In the last episode, Dre has completely transformed - physically and mentally - now named Tony and presents as a trans man. With this evolution, there is hope. Tony is in a relationship with Rashida - a smart Black graduate student with a loving, accepting family. Can Tony live a normal life? Not for long. Rashida doesn't like Ni'Jah, which she reveals upfront but lives through the night. And through the week. Months even. Though Tony is more patient than Dre, Rashida shares the same dark fate as naysayers who came before her, when Tony strangles her after she rejects tickets to a Ni'Jah concert.


The show ends with Tony burning Rashida's body, killing again to get tickets into the concert (as the one's he spent rent money on burned with Rashida), and bombarding Ni'Jah onstage.
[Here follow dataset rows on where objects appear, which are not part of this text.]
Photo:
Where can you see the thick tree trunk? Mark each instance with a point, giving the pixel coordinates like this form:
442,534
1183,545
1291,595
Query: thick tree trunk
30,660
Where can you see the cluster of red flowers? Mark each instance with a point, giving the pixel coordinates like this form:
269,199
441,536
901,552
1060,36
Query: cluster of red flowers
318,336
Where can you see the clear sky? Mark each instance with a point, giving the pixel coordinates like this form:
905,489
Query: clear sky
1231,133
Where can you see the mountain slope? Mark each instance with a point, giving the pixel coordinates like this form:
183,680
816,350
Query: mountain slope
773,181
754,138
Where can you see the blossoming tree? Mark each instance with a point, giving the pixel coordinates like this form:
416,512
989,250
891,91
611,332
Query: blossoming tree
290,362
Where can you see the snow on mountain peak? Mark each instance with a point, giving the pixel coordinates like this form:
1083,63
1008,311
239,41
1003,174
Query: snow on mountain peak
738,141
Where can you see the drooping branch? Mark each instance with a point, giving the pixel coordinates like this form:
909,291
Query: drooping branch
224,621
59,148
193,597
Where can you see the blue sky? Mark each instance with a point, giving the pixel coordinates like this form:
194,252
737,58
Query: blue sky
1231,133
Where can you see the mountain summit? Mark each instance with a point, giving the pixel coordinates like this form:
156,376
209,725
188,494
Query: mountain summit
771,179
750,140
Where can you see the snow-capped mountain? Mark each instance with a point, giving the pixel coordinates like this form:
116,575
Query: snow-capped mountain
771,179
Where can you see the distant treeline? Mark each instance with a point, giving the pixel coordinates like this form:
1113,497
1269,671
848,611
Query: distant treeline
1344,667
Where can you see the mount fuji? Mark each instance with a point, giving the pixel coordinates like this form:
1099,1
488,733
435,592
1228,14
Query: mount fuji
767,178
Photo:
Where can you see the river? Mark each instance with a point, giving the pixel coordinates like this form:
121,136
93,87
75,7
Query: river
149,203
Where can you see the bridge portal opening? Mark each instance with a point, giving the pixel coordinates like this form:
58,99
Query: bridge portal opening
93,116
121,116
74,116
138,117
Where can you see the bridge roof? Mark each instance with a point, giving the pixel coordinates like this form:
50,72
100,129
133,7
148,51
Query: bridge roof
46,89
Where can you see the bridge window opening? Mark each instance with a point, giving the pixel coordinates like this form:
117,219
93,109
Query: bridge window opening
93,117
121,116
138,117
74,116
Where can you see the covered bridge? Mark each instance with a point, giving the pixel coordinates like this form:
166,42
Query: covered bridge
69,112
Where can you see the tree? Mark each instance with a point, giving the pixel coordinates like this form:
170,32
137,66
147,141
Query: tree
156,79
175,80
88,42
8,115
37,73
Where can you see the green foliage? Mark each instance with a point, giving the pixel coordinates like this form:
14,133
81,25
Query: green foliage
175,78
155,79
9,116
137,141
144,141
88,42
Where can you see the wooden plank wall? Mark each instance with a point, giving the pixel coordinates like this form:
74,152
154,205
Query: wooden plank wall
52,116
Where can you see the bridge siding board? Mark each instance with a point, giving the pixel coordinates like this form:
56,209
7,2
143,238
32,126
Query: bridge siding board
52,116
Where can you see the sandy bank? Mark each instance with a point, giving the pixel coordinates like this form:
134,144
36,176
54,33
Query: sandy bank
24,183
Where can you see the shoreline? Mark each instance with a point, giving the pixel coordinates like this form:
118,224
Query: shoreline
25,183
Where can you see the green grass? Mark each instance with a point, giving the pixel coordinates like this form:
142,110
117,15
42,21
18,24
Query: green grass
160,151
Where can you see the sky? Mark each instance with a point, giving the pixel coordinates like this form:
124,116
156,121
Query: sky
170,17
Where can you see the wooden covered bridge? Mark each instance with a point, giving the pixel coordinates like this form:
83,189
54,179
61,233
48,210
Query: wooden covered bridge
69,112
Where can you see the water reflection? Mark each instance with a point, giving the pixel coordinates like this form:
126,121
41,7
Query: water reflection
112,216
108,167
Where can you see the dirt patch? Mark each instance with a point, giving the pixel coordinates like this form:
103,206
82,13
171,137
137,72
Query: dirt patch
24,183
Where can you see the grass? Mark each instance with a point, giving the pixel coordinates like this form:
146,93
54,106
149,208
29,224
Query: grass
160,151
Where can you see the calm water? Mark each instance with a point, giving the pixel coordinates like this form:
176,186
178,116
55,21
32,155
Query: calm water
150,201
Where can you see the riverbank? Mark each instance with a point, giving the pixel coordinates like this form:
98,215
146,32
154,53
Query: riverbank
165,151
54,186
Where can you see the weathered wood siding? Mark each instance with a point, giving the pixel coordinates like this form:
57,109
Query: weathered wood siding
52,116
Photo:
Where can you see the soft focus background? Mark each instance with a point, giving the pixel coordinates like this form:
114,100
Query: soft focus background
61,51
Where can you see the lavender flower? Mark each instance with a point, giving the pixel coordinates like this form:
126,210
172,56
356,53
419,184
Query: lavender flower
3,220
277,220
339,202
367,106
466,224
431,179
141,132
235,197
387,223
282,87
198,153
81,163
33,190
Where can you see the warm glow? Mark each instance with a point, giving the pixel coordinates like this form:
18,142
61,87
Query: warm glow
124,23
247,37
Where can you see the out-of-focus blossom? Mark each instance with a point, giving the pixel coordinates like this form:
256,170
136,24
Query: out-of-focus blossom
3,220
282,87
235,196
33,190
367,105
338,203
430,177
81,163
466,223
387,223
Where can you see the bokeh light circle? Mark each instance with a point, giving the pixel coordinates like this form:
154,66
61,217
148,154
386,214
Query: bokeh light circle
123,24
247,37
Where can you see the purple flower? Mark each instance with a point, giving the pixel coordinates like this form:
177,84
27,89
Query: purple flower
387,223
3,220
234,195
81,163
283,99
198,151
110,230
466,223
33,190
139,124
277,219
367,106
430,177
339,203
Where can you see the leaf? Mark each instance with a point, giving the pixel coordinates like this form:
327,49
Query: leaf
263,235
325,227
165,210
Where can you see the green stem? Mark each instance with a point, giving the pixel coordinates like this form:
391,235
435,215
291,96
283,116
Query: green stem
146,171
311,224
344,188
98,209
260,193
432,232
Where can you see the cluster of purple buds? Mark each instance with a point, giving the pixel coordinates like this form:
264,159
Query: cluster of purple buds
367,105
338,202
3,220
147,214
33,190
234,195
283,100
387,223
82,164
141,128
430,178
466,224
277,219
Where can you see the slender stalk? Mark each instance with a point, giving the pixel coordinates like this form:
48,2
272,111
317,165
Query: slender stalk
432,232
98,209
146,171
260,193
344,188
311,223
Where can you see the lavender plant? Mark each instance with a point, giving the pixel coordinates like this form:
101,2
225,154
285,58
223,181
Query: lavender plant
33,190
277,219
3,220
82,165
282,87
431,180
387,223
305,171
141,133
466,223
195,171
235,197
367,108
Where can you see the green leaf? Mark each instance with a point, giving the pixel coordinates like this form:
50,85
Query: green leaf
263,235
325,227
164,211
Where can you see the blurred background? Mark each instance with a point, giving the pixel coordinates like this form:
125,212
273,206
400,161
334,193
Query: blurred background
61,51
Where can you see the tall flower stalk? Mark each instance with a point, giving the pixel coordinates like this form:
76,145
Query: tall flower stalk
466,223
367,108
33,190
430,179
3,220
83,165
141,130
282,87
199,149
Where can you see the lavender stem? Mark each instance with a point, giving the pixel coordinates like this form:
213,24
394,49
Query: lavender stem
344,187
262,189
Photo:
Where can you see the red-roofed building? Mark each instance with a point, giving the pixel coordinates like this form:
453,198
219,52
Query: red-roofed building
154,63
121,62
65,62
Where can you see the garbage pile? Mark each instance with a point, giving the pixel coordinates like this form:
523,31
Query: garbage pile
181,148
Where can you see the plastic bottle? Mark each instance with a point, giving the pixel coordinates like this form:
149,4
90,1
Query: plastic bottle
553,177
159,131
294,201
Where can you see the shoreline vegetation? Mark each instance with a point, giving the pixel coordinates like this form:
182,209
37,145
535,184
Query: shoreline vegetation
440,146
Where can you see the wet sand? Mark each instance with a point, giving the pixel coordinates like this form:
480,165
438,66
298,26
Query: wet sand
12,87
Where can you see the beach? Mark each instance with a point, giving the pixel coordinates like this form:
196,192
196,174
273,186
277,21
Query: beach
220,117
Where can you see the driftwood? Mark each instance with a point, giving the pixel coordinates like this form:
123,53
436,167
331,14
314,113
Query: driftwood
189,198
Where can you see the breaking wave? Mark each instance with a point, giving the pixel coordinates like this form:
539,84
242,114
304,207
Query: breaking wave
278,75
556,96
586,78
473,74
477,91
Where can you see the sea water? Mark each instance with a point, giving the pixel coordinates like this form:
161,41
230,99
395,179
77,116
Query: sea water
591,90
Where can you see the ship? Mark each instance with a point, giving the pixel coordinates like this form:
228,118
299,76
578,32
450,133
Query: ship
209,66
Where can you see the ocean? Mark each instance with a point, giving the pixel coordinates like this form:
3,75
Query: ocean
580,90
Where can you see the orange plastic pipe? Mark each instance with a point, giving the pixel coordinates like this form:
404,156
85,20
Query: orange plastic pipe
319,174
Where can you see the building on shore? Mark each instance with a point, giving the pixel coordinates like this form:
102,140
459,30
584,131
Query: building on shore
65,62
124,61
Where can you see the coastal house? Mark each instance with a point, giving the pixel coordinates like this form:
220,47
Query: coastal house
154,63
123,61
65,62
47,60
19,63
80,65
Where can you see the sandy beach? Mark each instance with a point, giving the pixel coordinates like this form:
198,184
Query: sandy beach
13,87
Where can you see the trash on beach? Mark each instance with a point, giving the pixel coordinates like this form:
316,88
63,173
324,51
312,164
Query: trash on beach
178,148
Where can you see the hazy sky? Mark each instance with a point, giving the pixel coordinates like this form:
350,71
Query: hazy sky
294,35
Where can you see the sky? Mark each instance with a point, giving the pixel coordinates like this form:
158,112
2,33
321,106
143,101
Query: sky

Ni'jah calls off her guards and Tony ends up in the limo with Ni'Jah and sees Marissa's face.


Because of the episode that comes before it, we know that Tony was actually arrested for rushing onstage and linked back to all the murders committed over the course of the show.


I think a more effective plot would have consisted of Dre having more redeemable qualities, starting as a relatable stan and ending as a dangerous one. Take us on the journey of how she got to be so deep in the swarm to the point of no return. Bonus points to further depict how other swarm members enabled or encouraged the sociopathic behavior.


IMDb

Ultimately, the plot was a flop for me as it didn't prove its own thesis, or understand it fully. However, the visual elements and acting performances were positive takeaways. Dominique Fishback is an incredible actor who gave us a feast off of bread crumbs.


All episodes of Swarm are streaming on Amazon Prime.